Modern physicians, imbued with notions of patient physician equality, have little faith in themselves as therapeutic agents and run the risk of antagonizing their patients by a take-it-or-leave-it attitude. (p. 25)
[A] National Institutes of Health study reaffirmed the importance of the doctor in enhancing the effectiveness of placebos. When clinicians expected their patients to improve more with one placebo than with another, the patients taking the preferred drug reported more pain relief than those taking another. When most medicines are prescribed, the scientific rationale, physicians rely much less on themselves as therapeutic agents than on their prescriptions and procedures. They are too embarrassed to try to be a healer…yet the success of alternative medical practices in making patients feel better may be changing this mindset.(pp. 28-29)
One recurrent, if paradoxical theme is that the more medical science does for disease, the less physicians do for patients. When hospitals became corporate enterprises with battalions of staff wielding high-technology devices against disease, individual physicians began to count for less and less. Even in their offices, physicians have come to rely increasingly on diagnostic and therapeutic technology, far more than on the comfort of their personal skills could assure. (p. 29)
In an era when physicians were more certain of themselves, a doctor could say, “The giving of a pill by the physician to the patient is the symbol for the statement, “I will take care of you.” Doctors who prescribe placebos take on the obligation of loyalty. Loyal physicians can give placebos as gifts, maybe even without any more explanation than “I think this will help you,” if they keep the interest of the patient uppermost in their mind. Paternalistic? Maybe, but no more so than the plumber who tells me to buy a new sink. Giving placebos does not automatically produce loyalty or include it in the gift. There is no transubstantiation. Giving a placebo without much thought and dedication will only glorify the physician’s image as a magic healer, able to cure without effort. That is not what placebos are all about. (p. 226)

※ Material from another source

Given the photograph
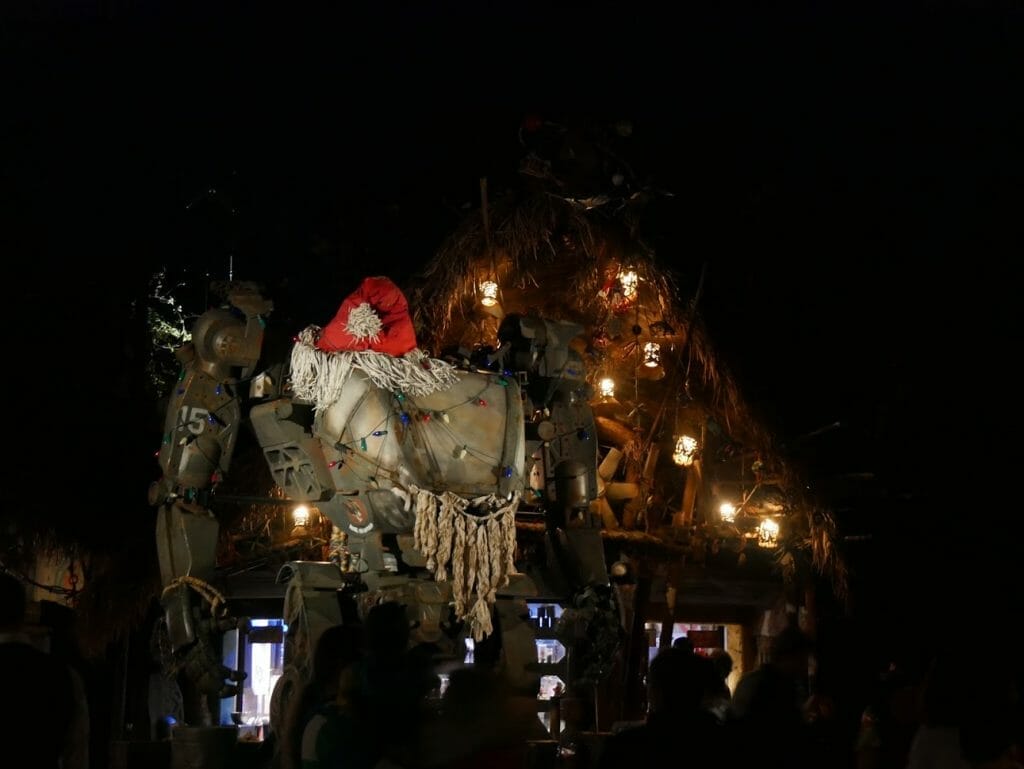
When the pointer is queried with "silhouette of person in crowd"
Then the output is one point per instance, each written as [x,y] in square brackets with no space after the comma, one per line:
[38,702]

The placebo has been my lens to look at science that measures and intuition that comes unbidden, at mainstream medical practice and alternative ways. Mystery can deepen understanding, and magic can spur the search for answers to forbidden questions. While science explores the universe of the cell, we may learn much about ourselves if we yield to the wonders of intuition….The scientific method can be used to improve this very material world, an nowhere in these chapters should anyone find even a hint that I have turned antiscientific. Yet there remains so much that science has not conquered. Depression is cured by chemicals, but sorrow does not yield to antidepressants, nor love to antioxidants. Practitioners and patients can build the bridge between the two cultures of science and art, between perception and intuition, by looking at what alternative and holistic practitioners do and how they answer the needs of their patients. Placebos relieve pain and heal some patients. Behavioral or mental mechanisms invoke physiological responses of endorphins, neural circuits and immunoneurology, so the neurobiological network may bring relief. The neural cleft, that hiding place of pain-relieving agents, may provide a final common pathway by which symbols excite behavioral mechanisms—different for different people in different places and different eras. The body cannot escape the mind...Symbols are stimuli, each with its own message that varies over the generations. Acquired traits do no pass on through genes, but habits and reactions do pass from parent to child. Our emotional response to stimuli, whether an injection from the pediatrician or the patterns of a flag, travel through the generations. Placebos tell patients that they have a doctor who cares, and remind the doctors of the people in those bodies that they repair.
Study Questions
1. What model of medicine guides Spiro’s ‘defense’ of the use of placebos?
2. What has happened to physicians and the health care system that has had an impact on the belief in placebos? What issues might arise in the use of placebos? See: http://www.aafp.org/afp/20080501/curbside.html (requires membership)
3. Is the placebo a thing or a person?